En aquella época, otro partido político -la UCD- era cooptado por el menemismo y figuras icónicas como María Julia Alsogaray terminaban enredadas entre pieles y escándalos. Hoy el PRO parece sufrir esa misma suerte. El gobierno -en su voracidad por comprar voluntades políticas- ha cooptado desde el funesto Daniel Scioli; al otrora macrista a ultranza Diego Valenzuela -al cual seguirán de seguro varios otros barones del conurbano-; y al indescriptible Luis Juez. Parece que, por "el carguito" muchos son capaces de dejar las creencias de lado y otros -antes autoproclamados "Titanes de la institucionalidad", por "el carguito", parecen dispuestos a abrazar un partido de marcada anti - institucionalidad y sesgo autoritario. Por supuesto, todo en nombre de la institucionalidad, la libertad y la democracia.

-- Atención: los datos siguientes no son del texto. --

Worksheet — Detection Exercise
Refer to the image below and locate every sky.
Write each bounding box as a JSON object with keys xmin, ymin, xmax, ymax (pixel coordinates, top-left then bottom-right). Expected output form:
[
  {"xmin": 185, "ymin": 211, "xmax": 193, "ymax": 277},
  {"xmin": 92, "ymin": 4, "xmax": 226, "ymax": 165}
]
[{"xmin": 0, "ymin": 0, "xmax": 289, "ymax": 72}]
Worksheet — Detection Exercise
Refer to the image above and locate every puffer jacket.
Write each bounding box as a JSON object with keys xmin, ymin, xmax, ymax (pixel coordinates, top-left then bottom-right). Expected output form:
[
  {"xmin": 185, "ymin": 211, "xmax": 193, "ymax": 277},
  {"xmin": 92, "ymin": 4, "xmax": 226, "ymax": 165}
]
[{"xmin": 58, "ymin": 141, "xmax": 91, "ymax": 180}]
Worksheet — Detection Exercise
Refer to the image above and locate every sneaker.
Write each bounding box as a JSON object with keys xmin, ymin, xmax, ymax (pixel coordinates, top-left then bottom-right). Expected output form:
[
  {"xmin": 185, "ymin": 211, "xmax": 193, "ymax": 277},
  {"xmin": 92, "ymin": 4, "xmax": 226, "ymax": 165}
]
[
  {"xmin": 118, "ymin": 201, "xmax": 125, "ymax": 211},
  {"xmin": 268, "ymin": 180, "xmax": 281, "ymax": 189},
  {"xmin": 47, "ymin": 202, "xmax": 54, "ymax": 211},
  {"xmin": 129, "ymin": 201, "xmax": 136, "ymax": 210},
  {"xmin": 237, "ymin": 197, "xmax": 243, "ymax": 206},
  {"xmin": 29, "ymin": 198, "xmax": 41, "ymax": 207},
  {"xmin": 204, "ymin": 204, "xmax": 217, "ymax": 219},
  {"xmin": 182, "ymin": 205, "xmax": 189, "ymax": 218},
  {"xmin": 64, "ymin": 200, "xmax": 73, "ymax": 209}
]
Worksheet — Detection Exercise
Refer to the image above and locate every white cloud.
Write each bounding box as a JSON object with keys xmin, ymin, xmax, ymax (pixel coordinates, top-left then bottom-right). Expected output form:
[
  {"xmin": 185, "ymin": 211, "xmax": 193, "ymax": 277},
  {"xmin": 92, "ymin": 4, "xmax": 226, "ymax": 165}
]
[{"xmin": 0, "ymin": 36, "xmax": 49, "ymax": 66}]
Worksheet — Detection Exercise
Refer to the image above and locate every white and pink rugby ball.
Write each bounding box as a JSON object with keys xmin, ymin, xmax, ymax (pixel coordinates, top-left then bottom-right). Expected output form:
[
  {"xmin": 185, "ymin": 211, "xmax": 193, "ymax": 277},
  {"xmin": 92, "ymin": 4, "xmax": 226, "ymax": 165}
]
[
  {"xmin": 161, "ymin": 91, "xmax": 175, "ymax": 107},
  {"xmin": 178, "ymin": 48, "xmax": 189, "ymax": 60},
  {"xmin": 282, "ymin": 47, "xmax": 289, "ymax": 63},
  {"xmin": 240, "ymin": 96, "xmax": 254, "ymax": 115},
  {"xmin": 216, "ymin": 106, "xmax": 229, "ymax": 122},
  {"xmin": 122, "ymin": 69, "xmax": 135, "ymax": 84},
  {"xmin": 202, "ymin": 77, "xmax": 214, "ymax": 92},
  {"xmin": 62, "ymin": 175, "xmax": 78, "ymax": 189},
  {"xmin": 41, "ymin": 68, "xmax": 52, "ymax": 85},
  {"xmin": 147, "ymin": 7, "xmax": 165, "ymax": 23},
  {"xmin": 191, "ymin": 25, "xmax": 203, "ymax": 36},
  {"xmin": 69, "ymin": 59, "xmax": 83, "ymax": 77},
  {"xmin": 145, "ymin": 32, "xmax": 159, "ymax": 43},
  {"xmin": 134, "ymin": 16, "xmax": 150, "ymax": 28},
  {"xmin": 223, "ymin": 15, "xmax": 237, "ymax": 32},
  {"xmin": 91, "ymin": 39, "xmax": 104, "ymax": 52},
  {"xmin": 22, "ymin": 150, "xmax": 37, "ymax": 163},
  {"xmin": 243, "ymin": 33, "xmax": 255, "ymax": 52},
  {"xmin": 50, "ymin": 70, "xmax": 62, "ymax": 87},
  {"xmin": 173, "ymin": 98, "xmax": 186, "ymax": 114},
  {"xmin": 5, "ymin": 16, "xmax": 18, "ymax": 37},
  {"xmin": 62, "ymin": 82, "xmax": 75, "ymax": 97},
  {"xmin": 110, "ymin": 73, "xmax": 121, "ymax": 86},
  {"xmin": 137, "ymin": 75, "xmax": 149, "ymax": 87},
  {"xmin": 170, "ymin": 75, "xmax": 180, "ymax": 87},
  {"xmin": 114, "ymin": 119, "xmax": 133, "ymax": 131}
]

En los '90, el éjido productivo de la pequeña y mediana empresa colapsó ante la avalancha de importaciones y, hacia el final del proceso, la balanza comercial sufrió desajustes irreparables. Las privatizaciones y los despidos masivos -sin sistemas de reconversión laboral ni red de seguridad social alguna-, originaron las primeras camadas de excluidos a gran escala del sistema laboral. Cuando se estudia la geología del desempleo, es fácil ver cómo en esa época se originan las primeras generaciones de personas que -en su gran mayoría- ya no volverían a incorporarse al sistema laboral. Mientras, las indemnizaciones se esfumaron en canchas de pádel; lavaderos automáticos de ropa; remises y parri-pollos. El desempleo subió a un guarismo cercano al 45%; uno de cada dos argentinos no tenía empleo. Pero decidimos mirar a otro lado; la realidad no siempre se presenta bonita.
Hoy, no quedan joyas de la abuela; todo es marginal en esta Argentina arrasada tras dieciséis años de kirchnerismo. Así, no todo es igual; tampoco este rumbo es inexorable; se podrían hacer correcciones, pero temo que los encandilamientos mutuos no nos lo permitan.
Mi hija -enojada- me pregunta: ¿Por qué nunca das lugar a la esperanza? En la mitología griega Sísifo sufría la condena de revivir sus actos una y otra vez; las Danaides llenaban de agua un tonel sin fondo. Casandra, continuaba diciendo a sus congéneres lo que sucedería sabiendo que no sería escuchada. La repetición diluye el tormento; lo normaliza. Si pensáramos cada acto bajo la perspectiva de una repetición impiadosa e inacabable; ¿actuaríamos igual? ¿Aprenderíamos de los errores? Ese es el corazón de la esperanza.
Por eso estos castigos son dobles. Serian banales si se limitaran a la implacable reiteración de una misma acción. El primer castigo es permitir a cada uno de estos "héroes", la esperanza de pensar que "esta vez", la piedra se quedará en la cima, el tonel se llenará y que la verdad será escuchada; que el castigo terminará. La esperanza de que las cosas -esta vez- saldrán bien. Ese es uno de los momentos del castigo; el otro es el descorrimiento del velo, el instante en el que descubrimos que las cosas, al final, acaban como suelen acabar.
Ojalá que tantos premios inventados y los mutuos encandilamientos no nos hagan revivir colapsos ya vividos. Ojalá.